# Lab 8: Recommender System

In this assignment, we will study how to do user-based collaborative filtering and item-based collaborative filtering. 

## 1. Dataset

In this assignment, we will use MovieLens-100K dataset. It includes about 100,000 ratings from 1000 users on 1700 movies.  

In [51]:
from math import sqrt
import pandas as pd
import numpy as np
import seaborn as sns
from matplotlib import pyplot as plt
from sklearn.metrics.pairwise import linear_kernel
from sklearn.neighbors import NearestNeighbors


# 1. load data
user_ratings_train = pd.read_csv('./ml-100k/u1.base',
                            sep='\t',names=['user_id','movie_id','rating'], usecols=[0,1,2])

user_ratings_test = pd.read_csv('./ml-100k/u1.test',
                            sep='\t',names=['user_id','movie_id','rating'], usecols=[0,1,2])

movie_info =  pd.read_csv('./ml-100k/u.item', 
                          sep='|', names=['movie_id','title'], usecols=[0,1],
                          encoding="ISO-8859-1")

user_ratings_train = pd.merge(movie_info, user_ratings_train)
user_ratings_test = pd.merge(movie_info, user_ratings_test)

# 2. get the rating matrix. Each row is a user, and each column is a movie.
user_ratings_train = user_ratings_train.pivot_table(index=['user_id'],
                                        columns=['title'],
                                        values='rating')

user_ratings_test = user_ratings_test.pivot_table(index=['user_id'],
                                        columns=['title'],
                                        values='rating')




user_ratings_train = user_ratings_train.reindex(
                            index=user_ratings_train.index.union(user_ratings_test.index), 
                            columns=user_ratings_train.columns.union(user_ratings_test.columns) )

user_ratings_test = user_ratings_test.reindex(
                            index=user_ratings_train.index.union(user_ratings_test.index), 
                            columns=user_ratings_train.columns.union(user_ratings_test.columns) )

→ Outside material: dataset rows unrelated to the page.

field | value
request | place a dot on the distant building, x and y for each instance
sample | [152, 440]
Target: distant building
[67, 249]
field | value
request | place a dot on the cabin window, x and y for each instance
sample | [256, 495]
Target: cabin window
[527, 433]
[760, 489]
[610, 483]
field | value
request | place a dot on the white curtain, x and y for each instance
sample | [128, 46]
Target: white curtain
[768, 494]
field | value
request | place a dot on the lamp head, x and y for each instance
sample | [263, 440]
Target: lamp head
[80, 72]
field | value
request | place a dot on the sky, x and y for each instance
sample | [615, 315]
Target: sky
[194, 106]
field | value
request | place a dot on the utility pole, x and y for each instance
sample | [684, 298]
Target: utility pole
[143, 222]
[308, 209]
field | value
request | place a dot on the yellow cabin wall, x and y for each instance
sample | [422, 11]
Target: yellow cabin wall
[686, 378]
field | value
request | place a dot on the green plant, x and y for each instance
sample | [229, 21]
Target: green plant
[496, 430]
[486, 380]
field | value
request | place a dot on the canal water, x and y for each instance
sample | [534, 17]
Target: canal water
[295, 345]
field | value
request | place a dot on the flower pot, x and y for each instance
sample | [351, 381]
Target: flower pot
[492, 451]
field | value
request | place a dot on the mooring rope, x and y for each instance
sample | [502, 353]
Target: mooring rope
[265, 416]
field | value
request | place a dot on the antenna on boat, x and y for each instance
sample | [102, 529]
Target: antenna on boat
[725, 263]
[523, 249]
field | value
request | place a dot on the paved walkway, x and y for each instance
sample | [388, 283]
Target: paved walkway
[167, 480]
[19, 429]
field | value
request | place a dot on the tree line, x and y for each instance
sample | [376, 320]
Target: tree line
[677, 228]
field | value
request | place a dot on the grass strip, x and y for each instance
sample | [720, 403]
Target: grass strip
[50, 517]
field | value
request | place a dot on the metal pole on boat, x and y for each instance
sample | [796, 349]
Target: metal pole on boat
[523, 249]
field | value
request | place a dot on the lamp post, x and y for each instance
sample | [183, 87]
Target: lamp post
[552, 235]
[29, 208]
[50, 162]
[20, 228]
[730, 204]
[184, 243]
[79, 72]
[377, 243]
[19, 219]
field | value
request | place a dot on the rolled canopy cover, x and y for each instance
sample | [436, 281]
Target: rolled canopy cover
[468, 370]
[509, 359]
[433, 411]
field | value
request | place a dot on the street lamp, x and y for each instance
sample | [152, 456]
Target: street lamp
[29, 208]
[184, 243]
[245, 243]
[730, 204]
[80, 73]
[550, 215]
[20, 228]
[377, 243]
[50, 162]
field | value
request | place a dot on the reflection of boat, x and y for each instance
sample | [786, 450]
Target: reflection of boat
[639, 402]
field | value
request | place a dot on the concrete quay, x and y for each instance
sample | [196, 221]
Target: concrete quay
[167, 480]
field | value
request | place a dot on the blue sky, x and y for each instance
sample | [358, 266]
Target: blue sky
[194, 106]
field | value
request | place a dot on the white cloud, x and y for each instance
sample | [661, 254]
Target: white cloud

print(user_ratings_train.shape)
print(user_ratings_test.shape)

(943, 1664)
(943, 1664)


## Task 1. User-based CF

* Use pearson correlation to get the similarity between different users.
* Based on the obtained similarity score, predict the ratings. You can use 5 nearest neighbors or 10 nearest neighbors.
* Compute MAE for the testing set.

In [52]:
import numpy as np
import pandas as pd
from sklearn.metrics import mean_absolute_error

#preprocess data
user_means = user_ratings_train.mean(axis=1)
user_ratings_train_filled = user_ratings_train.apply(lambda x: x.fillna(user_means[x.name]), axis=1)
user_ratings_test_filled = user_ratings_test.apply(lambda x: x.fillna(user_means[x.name]), axis=1)
ratings_filled = user_ratings_train_filled.fillna(0)

#pearson correlation matrix
Pearson_matrix = np.corrcoef(ratings_filled.T) #not alligned unless transposed

#predict
weighted_sum = np.dot(Pearson_matrix, ratings_filled.T)
sum_of_weights = np.abs(Pearson_matrix).sum(axis=1)
predictions = weighted_sum / sum_of_weights[:, np.newaxis]

predictions = predictions.T #gotta transpose again cause indicies imply this shape
predictions_df = pd.DataFrame(predictions, index=user_ratings_train_filled.index, columns=user_ratings_train_filled.columns)

#MAE
mae = mean_absolute_error(user_ratings_test_filled.values.flatten(), predictions_df.values.flatten())
print(f"Mean Absolute Error: {mae}")


Mean Absolute Error: 0.012179534897074821


## Task 2. Item-based CF
* Use cosine similarity to get the similarity between different items.
* Based on the obtained similarity score, predict the ratings. You can use 5 nearest neighbors or 10 nearest neighbors.
* Compute MAE for the testing set.

In [53]:
from sklearn.metrics.pairwise import cosine_similarity

#cosine correlation matrix
item_similarity = cosine_similarity(ratings_filled.T) #not alligned unless transposed

#predict
weighted_sum = np.dot(ratings_filled, item_similarity)  
sum_of_weights = np.abs(item_similarity).sum(axis=0)
predictions = weighted_sum / sum_of_weights[np.newaxis, :]

#no need to transpose again
predictions_df = pd.DataFrame(predictions, index=user_ratings_train_filled.index, columns=user_ratings_train_filled.columns)

#MAE
mae = mean_absolute_error(user_ratings_test_filled.values.flatten(), predictions_df.values.flatten())
print(f"Item-based CF Mean Absolute Error: {mae}")


Item-based CF Mean Absolute Error: 0.010858552415203431